Dennis stirred suddenly and spoke for her.
“I asked her to meet me here. I wanted to talk to her.”
“Oh,” said the detective, turning to Dennis. “Oh. You again.”
B
UT DENNIS’ STORY WAS
brief, clear and undeviating. The detective’s questions could not shake or change it.
“I was in my room. I was about to go to the playroom. I heard the sound of the blow—except I didn’t know, then, what it was. I hurried into the corridor and ran along it—”
“You were expecting something to happen?”
“No,” said Dennis. “At least, no more tonight than any other time.”
“Then what did you do?”
“Well, I ran along the corridor and heard someone knocking at a door. Then in the darkness I came upon Daphne pounding on the door to Aunt Amelia’s room. I said, ‘Is it you, Daphne?’ or something like that. I was expecting her, you see. Then she said something, I don’t know what—it’s all very confused, because other doors were opening and people were coming out and wanting to know what had happened. Anyway, I went to the door of the playroom—”
“Why?”
“I don’t know. I just did. It was near. Anyway, I turned on the light and there he was. And that’s all.”
“You saw no one coming from the southern end of the corridor?”
“No.”
Nor had anyone. Or, at least, no one remembered and admitted it. But then none of them had a very clear notion of the thing.
He kept on, making them repeat, asking a steady stream of questions about the smallest things. Who turned on the light in the playroom? Oh, Dennis Haviland. Who turned on the hall light? Oh, no one remembered. Rowley thought he did. Where was the switch? He turned to Daphne again and plied her with a hundred questions about that ugly moment in the corridor. Had anything touched her? Had the person who passed her spoken? Was it a man or a woman? She didn’t know. Well, was there a kind of rustle of skirts? She didn’t know that either. Well, how did she know the person passed her at all? Oh, just a feeling.
It went on and on.
The little room grew warmer as the cannel coal began to crack and blaze fiercely. Warmer, that is, near the fireplace. It was a bitterly cold night, with the windows frosted and little icy drafts along the old floor. There was a knitted scarf folded across one end of the couch, and once Gertrude got up with a rather desperate look on her face, took the scarf and wrapped herself in it. Johnny went to the fire and put on more coal, bending over, too, to take the chunks of coal in his hands. His neat black satin coat swung out as he bent over; the homeliness of it emphasized, as did the shabby, familiar room, the unquestionable reality of the thing. He turned, dropping the loose cotton gloves on the coal scuttle, and sat down again beside Daphne.
And Jacob Wait asked who had last talked to Archie Shore. After some discussion it was found to be Laing, who had brought him cigarettes.

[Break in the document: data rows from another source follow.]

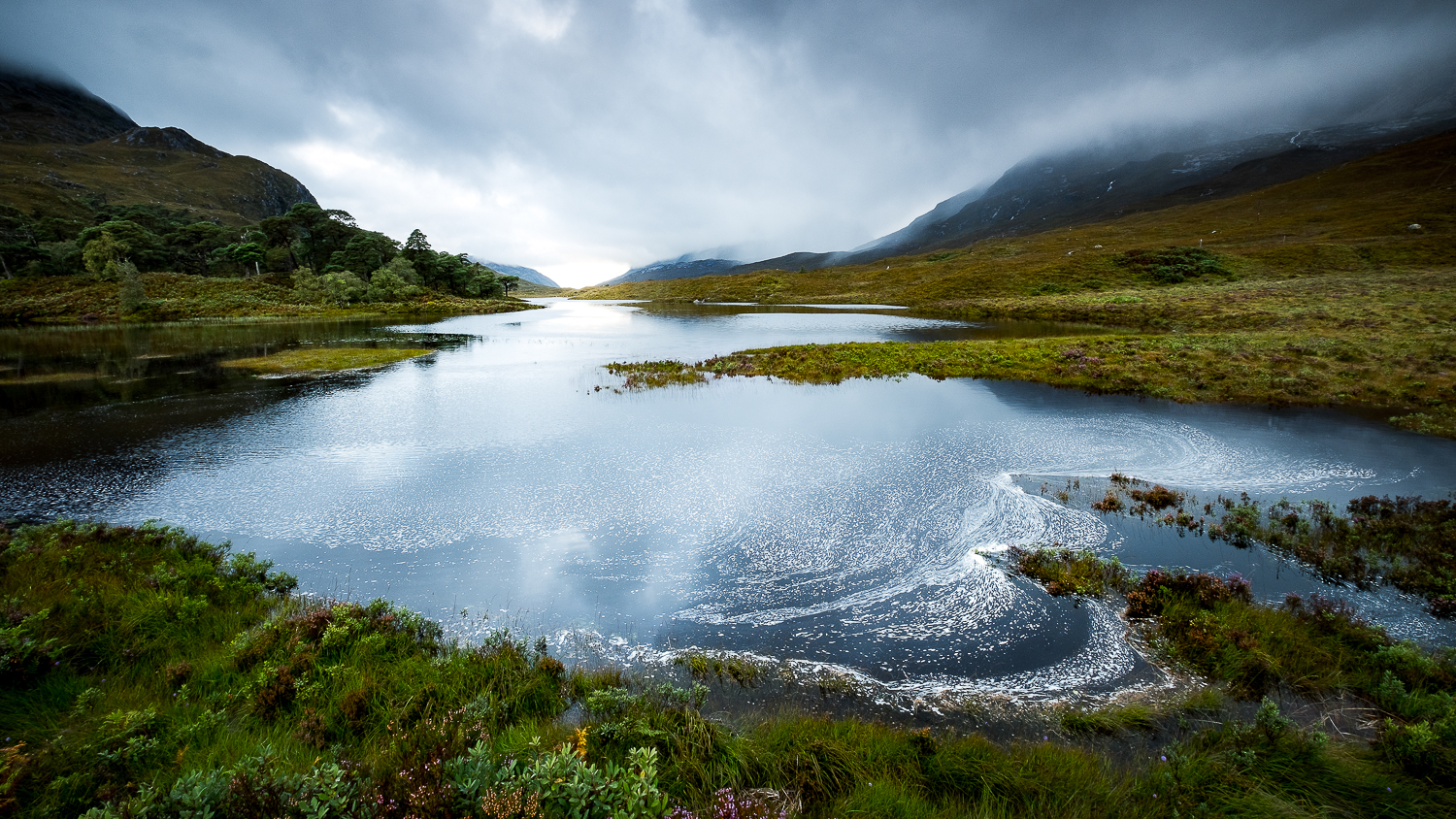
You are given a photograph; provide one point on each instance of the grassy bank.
(1315, 293)
(149, 673)
(323, 360)
(72, 300)
(1406, 378)
(1408, 542)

“He was in the best of spirits,” said Laing. “Very cheerful, indeed. That was about ten o’clock.”
“Your room is opposite the room Shore used, Miss Haviland. Did you hear or see anything out of the ordinary? Anything at all?”
Amelia decisively had not.
And the questions went on.
The detective did not make any further comments concerning the activities of the police. Once or twice his questions showed a startlingly complete knowledge of the household—its usual routine; occasionally he would revert to the night of Ben Brewer’s death, as when he turned suddenly to Rowley again and made him go over, step by step, the events of that night. Again there was that guilty look in Rowley’s sallow, long face, but again he avoided the thing that actually occurred in the springhouse.